Jacoby’s time ranks third among the American contingent, trailing only King and Lazor since the beginning of 2019. It offers a major confidence boost heading into Trials.

“That race was really exciting because give or take a few women, that was the same heat that’s going to be swimming finals at Olympic Trials,” Jacoby said. “So it was kind of fun to be able to race with them and having them all together. I’ve raced a lot of them when it’s just one or two of them, but it’s nice having them all in the pool.”

Jacoby is less of a contender in the 200 breast, though she continues to drop time at a frantic pace. She was ninth in Mission Viejo in 2:27.39, a best time by more than five seconds. Since the beginning of 2019, she ranks 16th among Americans in that event.

Mission Viejo was her last meet before Trials, with the last weeks of a two-and-a-half-year wait for Trials focused solely on training.

Jacoby has time on her side. She won’t graduate high school until 2022, and her future is pledged to the University of Texas. She’s part of a wave of young swimmers who could find the extra year from the COVID-19 postponement of the Tokyo Olympics accelerating their chase for an Olympic spot.

But Jacoby is unique in one big way: She’s vying to be the first Olympic swimmer ever from Alaska. She’s uniquely qualified to represent the state, having lived there her entire life. Her pandemic training was a pan-Alaskan affair: When pools in her native Seward, where she trains with Seward Tsunami Swim Club, closed, she shuttled two-plus hours away to Anchorage, where her family rents a home. That allowed her to train at Northern Lights Swim Club.

Jacoby started swimming when she was six and jumped headlong into it by middle school. She ran track at Seward High School her freshman year, around the time she qualified for Olympic Trials at age 14.

The elongated wait to Trials is nearly at an end. It might prove to be the beginning to so much more.

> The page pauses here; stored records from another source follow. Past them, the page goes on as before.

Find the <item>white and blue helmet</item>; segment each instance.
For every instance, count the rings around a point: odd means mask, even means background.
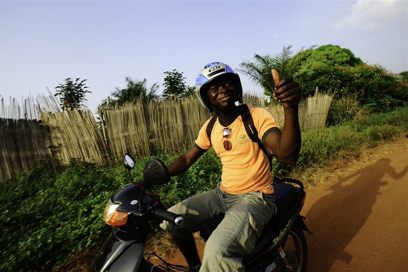
[[[200,70],[195,79],[195,91],[197,97],[202,105],[210,112],[213,111],[207,96],[207,90],[211,83],[220,77],[229,77],[233,81],[238,91],[238,102],[242,103],[242,86],[239,76],[233,69],[222,62],[211,62]]]

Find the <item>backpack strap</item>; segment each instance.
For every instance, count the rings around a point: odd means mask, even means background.
[[[213,117],[211,117],[211,119],[210,120],[210,122],[209,122],[207,125],[207,129],[206,129],[206,132],[207,132],[207,137],[208,137],[208,139],[210,140],[210,142],[211,142],[211,131],[213,130],[214,125],[217,120],[217,117],[218,116],[217,116],[217,114],[213,115]]]
[[[259,139],[258,132],[253,125],[253,119],[252,118],[250,112],[249,112],[249,109],[248,108],[248,106],[246,104],[242,104],[239,107],[240,107],[241,116],[242,118],[242,121],[244,122],[244,127],[245,128],[246,134],[248,134],[249,138],[253,142],[258,144],[259,148],[264,152],[266,157],[268,158],[269,161],[269,166],[271,170],[272,170],[272,156],[266,151],[265,146],[262,144],[262,141]]]
[[[258,144],[259,148],[262,150],[266,157],[269,161],[269,166],[270,167],[271,170],[272,170],[272,155],[270,154],[266,149],[265,149],[264,145],[262,144],[262,141],[259,139],[258,137],[258,132],[255,128],[255,126],[253,125],[253,119],[252,118],[250,112],[249,112],[249,109],[248,108],[248,106],[246,104],[240,105],[239,106],[240,113],[241,117],[242,118],[242,121],[244,123],[244,127],[245,128],[246,134],[248,134],[249,138],[254,142]],[[211,142],[211,131],[213,130],[213,128],[217,120],[218,116],[216,114],[213,115],[211,119],[207,125],[206,129],[206,132],[207,134],[208,139],[210,140],[210,142]]]

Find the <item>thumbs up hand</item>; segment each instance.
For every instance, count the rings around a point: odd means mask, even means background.
[[[282,103],[285,108],[296,108],[301,98],[299,84],[293,79],[280,79],[279,73],[275,69],[272,69],[271,72],[275,82],[275,99]]]

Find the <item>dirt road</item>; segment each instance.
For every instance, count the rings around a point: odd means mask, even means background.
[[[408,271],[407,171],[405,147],[308,190],[307,271]],[[179,252],[172,259],[185,263]]]

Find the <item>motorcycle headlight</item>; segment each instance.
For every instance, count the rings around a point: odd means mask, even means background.
[[[104,220],[112,227],[119,227],[126,224],[128,213],[118,211],[116,208],[120,204],[114,203],[109,200],[104,211]]]

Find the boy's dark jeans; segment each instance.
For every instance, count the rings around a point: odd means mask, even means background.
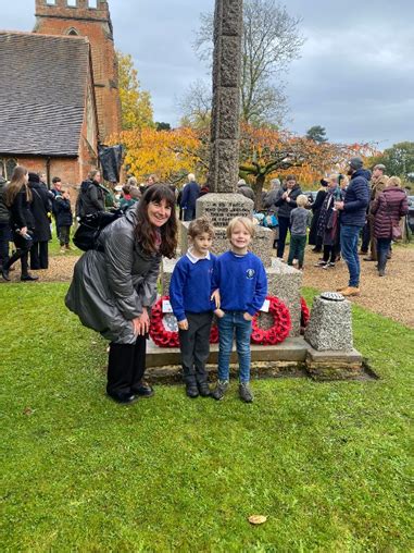
[[[12,242],[10,224],[0,223],[0,267],[9,261],[9,242]]]
[[[292,265],[293,259],[298,259],[298,267],[303,267],[304,247],[306,245],[306,235],[291,235],[288,265]]]
[[[179,330],[184,380],[187,384],[206,382],[205,364],[210,354],[210,330],[213,312],[186,312],[188,330]]]

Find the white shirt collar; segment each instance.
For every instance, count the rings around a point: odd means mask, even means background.
[[[209,259],[210,261],[210,251],[206,253],[205,257],[196,257],[191,253],[191,248],[187,250],[186,256],[191,261],[191,263],[197,263],[197,261],[202,261],[203,259]]]

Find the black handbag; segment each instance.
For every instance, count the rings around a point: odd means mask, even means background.
[[[97,213],[83,217],[79,221],[79,226],[73,235],[73,243],[83,251],[89,251],[89,249],[101,250],[98,244],[101,231],[120,217],[123,217],[123,211],[116,210],[98,211]]]

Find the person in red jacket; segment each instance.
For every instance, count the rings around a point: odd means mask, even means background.
[[[401,180],[391,176],[373,202],[371,212],[374,219],[374,236],[377,239],[378,274],[386,273],[387,255],[392,239],[392,226],[400,224],[400,219],[409,212],[409,199],[401,188]]]

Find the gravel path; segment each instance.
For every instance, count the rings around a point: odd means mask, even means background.
[[[348,284],[348,271],[343,261],[337,267],[324,270],[314,267],[319,255],[306,248],[303,285],[321,291],[335,291]],[[47,271],[36,271],[40,282],[68,282],[72,278],[76,256],[54,256],[50,258]],[[362,278],[361,296],[351,300],[371,311],[389,317],[398,322],[414,328],[414,248],[394,247],[392,259],[387,263],[387,275],[379,278],[375,263],[361,258]],[[20,267],[11,272],[12,281],[20,278]],[[2,285],[7,285],[1,281]],[[32,285],[32,284],[25,284]]]
[[[306,248],[303,285],[321,291],[335,291],[348,284],[348,270],[343,261],[333,269],[314,267],[319,255]],[[394,321],[414,328],[414,248],[393,248],[388,260],[386,276],[378,276],[375,262],[361,260],[361,296],[350,298],[353,303]]]

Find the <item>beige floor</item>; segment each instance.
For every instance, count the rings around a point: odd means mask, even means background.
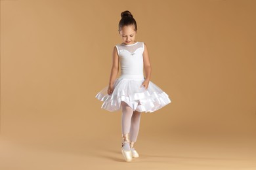
[[[143,134],[140,158],[129,163],[119,135],[86,137],[1,135],[0,169],[256,169],[256,139],[248,135]]]

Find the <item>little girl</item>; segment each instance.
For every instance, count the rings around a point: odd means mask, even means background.
[[[148,48],[135,41],[137,26],[129,10],[121,14],[119,33],[123,42],[113,50],[108,86],[96,97],[103,101],[102,109],[112,112],[121,109],[121,153],[126,162],[138,158],[134,145],[139,133],[142,112],[154,112],[171,103],[168,95],[150,80],[151,66]],[[121,65],[121,75],[116,76]],[[146,76],[144,76],[143,67]]]

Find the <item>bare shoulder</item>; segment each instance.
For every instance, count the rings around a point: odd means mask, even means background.
[[[143,44],[144,44],[144,52],[143,52],[143,54],[148,53],[148,46],[144,42],[143,42]]]

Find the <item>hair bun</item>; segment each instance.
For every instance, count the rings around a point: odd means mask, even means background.
[[[125,10],[125,11],[123,11],[123,12],[121,12],[121,18],[124,18],[124,17],[131,17],[131,18],[133,18],[133,15],[131,14],[131,13],[129,10]]]

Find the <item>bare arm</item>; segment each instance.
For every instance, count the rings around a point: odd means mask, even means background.
[[[149,58],[148,47],[145,43],[144,43],[144,52],[143,52],[143,62],[144,69],[146,74],[146,80],[149,81],[151,76],[151,65]]]
[[[114,82],[118,74],[119,70],[119,56],[116,46],[114,47],[112,53],[112,67],[111,69],[110,82],[108,85],[108,94],[110,94],[113,92]]]

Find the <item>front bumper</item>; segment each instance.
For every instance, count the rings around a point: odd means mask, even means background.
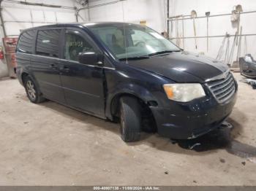
[[[214,98],[189,103],[172,102],[168,108],[151,107],[159,135],[175,139],[194,139],[214,130],[231,113],[236,104],[237,89],[222,104]]]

And when she’s in Omaha, Jacoby will be carrying her Alaskan community close to her heart.

“I think it’s really neat,” she said. “A lot of top-notch swimmers come from big teams in the lower 48 that attract the best of the best. It’s really cool to come from a different background and know that I’m doing essentially the same thing as those other teams.

“I have a lot of support within Alaska and especially the Alaska swimming community. I get a lot of support from my coaches and swimmers all over the state because I think one of the cool things is … once you get out of state, everyone kind of knows each other so we kind of come together as one team. So I think that’s really cool to have that support.”